To replace some of the popular shows that NBC nonchalantly dismissed last year -- such as "Golden Girls" and "Matlock" -- because they didn't fit its emphasis on youth, the network has hired such stars as Gene Wilder for a show called "Eligible Dentist," Bill Cosby, who will be back for four two-hour shows and possibly a series, and Henry Winkler to star in a show about a conservative talk-show host who faces a hectic family life.

Mr. Ohlmeyer said the new shows would aim for a wider audience than just teen-agers and 20-year-olds, a group some advertisers said had been wooed to the exclusion of older viewers.

Nielsen numbers show that of U.S. households with television sets, 13.5 percent watch CBS, 12.4 percent watch ABC and 11.1 percent watch NBC. Through much of the 1980s, NBC was the constant ratings winner with popular comedies and dramas aimed at adults.

This fall, Mr. Ohlmeyer said, NBC will expand its target audience to 18- to 54-year-olds, giving equal emphasis to younger and older members of that broad group.

"We've talked about this with our advertisers and they are comfortable with it," NBC Entertainment President Warren Littlefield said.

Many of the shows featured at the presentation had a strong family slant, including one about two pregnant women called "The Mommies" and another featuring comedian John Caponera a blue-collar crusader against the politically correct.

Although advertisers were bombarded during the presentation with dozens of series, fewer than a dozen are expected to make the fall lineup, which is slated to be announced after the May sweeps.

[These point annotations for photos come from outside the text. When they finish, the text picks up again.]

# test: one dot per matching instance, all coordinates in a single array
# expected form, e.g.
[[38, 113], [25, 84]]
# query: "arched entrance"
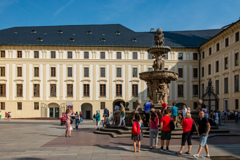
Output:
[[117, 102], [179, 105], [53, 110], [86, 109]]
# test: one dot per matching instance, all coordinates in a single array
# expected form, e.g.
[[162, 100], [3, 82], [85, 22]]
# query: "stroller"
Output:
[[63, 121]]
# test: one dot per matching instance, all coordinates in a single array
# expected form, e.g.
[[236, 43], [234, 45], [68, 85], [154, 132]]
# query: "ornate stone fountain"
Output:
[[158, 80]]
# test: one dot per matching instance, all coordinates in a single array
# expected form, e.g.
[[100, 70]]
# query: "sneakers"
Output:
[[196, 156]]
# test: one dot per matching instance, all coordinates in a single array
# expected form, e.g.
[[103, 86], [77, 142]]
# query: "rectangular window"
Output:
[[149, 56], [217, 66], [166, 56], [134, 72], [86, 90], [180, 90], [237, 37], [236, 59], [19, 54], [195, 72], [2, 71], [119, 55], [195, 90], [180, 72], [36, 71], [69, 55], [69, 90], [134, 90], [2, 105], [19, 105], [19, 71], [2, 90], [102, 90], [86, 72], [210, 51], [102, 70], [102, 55], [225, 85], [36, 90], [209, 69], [19, 90], [217, 47], [180, 56], [134, 55], [119, 72], [226, 42], [118, 90], [53, 54], [203, 89], [195, 56], [102, 105], [86, 55], [36, 54], [2, 54], [236, 82], [217, 86], [236, 104], [53, 90], [69, 71], [36, 105], [226, 63], [53, 72]]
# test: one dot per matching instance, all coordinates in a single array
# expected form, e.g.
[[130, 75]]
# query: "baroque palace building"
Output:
[[44, 69]]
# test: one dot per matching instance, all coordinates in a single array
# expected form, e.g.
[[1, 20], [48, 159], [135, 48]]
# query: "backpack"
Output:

While the sweeps will be a chance for NBC to recoup lost ground, part of that success could come from yet another departing show, "Cheers." Mr. Littlefield said the sweeps week would be bolstered by a one-hour farewell show devoted to clips of past "Cheers" shows, while another hour would feature a massive going-away party for the cast hosted by Mr. Leno.

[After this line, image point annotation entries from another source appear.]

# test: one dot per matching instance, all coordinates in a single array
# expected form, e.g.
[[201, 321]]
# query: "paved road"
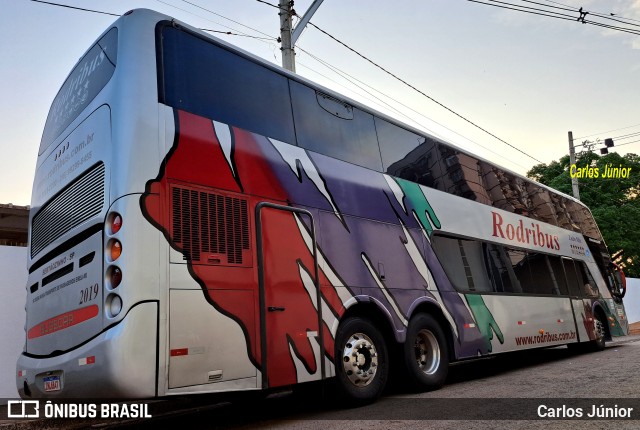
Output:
[[502, 393]]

In using Mr. Leno's show as a backdrop to the presentation, NBC was also highlighting his success in overcoming a rocky start and ensconcing himself as the top-rated comedian in his time slot. NBC figures show that the "Tonight Show's" rating climbed from 4.3 percent last fall to 4.7 percent this month.

Although the "Tonight Show" will face competition from David Letterman when he leaves NBC for CBS later this year, Mr. Littlefield pledged to support Mr. Leno and to develop a credible host to replace Mr. Letterman. The creator of "Late Night With David Letterman," Lorne Michaels, is scouting for prospects and has a list of 20 that will be whittled down to a final choice by April 15, he said.

While the advertisers could not be asked their reaction to the presentation -- the show was private and media could only see it through a TV monitor -- it is widely believed NBC ads are selling at a discount compared to other networks and that the network will suffer a heavy financial loss this year.